South African motorists have had a rare win at the pumps to start 2026 and early forecasts suggest the relief could keep going into February. Still, the numbers can swing fast, so it’s smart to treat any “expected” change as provisional until the official announcement lands.
Why Prices Dropped in Early 2026
Energy analyst, Roland Tatnall, explains petrol prices are mainly driven by two forces, the international crude oil price and the rand to dollar exchange rate. Right now both have been leaning in motorists’ favour. He pointed to Brent crude trading at around $60 a barrel, down from about $80 at the start of 2025, which has fed into lower local pump prices.

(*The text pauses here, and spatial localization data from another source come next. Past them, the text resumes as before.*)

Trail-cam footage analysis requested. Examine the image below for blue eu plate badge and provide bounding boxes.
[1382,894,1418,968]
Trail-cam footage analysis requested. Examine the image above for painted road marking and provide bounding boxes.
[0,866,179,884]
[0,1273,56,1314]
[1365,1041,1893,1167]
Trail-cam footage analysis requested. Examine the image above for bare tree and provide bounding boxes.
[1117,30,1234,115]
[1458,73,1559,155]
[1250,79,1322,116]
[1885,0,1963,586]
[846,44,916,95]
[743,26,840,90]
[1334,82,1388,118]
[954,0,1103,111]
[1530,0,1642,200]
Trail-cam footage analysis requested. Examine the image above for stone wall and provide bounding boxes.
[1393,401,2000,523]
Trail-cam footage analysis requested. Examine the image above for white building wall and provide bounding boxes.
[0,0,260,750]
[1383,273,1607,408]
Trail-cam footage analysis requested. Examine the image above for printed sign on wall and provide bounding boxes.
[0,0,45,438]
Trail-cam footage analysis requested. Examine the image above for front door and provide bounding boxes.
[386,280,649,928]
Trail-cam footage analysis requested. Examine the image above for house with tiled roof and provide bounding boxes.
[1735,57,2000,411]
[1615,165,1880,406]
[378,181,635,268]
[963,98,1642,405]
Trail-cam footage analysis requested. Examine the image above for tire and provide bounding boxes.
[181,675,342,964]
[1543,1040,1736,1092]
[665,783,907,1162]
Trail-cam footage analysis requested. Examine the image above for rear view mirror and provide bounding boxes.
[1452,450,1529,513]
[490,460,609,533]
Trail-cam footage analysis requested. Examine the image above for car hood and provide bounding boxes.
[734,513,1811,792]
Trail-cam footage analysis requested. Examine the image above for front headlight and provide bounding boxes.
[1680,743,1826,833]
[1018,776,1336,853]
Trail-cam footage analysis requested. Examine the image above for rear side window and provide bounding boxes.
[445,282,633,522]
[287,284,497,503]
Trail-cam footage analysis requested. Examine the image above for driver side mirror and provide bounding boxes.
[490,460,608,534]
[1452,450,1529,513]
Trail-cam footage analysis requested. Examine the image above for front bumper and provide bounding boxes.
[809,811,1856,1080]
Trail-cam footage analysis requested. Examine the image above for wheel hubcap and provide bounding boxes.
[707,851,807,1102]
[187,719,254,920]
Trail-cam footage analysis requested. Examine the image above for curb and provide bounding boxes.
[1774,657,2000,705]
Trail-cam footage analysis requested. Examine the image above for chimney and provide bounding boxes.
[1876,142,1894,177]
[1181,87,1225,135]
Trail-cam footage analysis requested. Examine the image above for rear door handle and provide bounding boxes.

He also flagged the obvious risk South Africans know too well: currency volatility. If the rand weakens, fuel can jump even if oil stays calm. If oil rebounds, prices rise even if the rand behaves. In other words, this relief is real, but it is not guaranteed to stick.
What Motorists are Paying Now
A comparison of inland petrol 95 prices shows how meaningful the drop has been over three months. In October 2025, petrol 95 inland was R21.63 per litre. By January 2026, it had dropped to R20.75 per litre. That shift translates into real savings at the bowser, including about R70.40 less to fill an 80-litre tank compared with October.
What February Could Look Like
Central Energy Fund tracking data suggests more petrol price relief may land in February if current conditions hold. The latest numbers point to petrol 93 dropping by about 20 cents per litre and petrol 95 dropping by about 97 cents per litre, while diesel could fall by roughly 120 to 132 cents per litre depending on the grade. The same tracking notes petrol prices are already more than R1.50 per litre lower than a year ago and further cuts could also ease inflation pressure.
For now, the smart move is to treat February’s figures as a strong signal, not a promise. The official pump price changes only lock in once the Department of Mineral and Petroleum Resources announces them.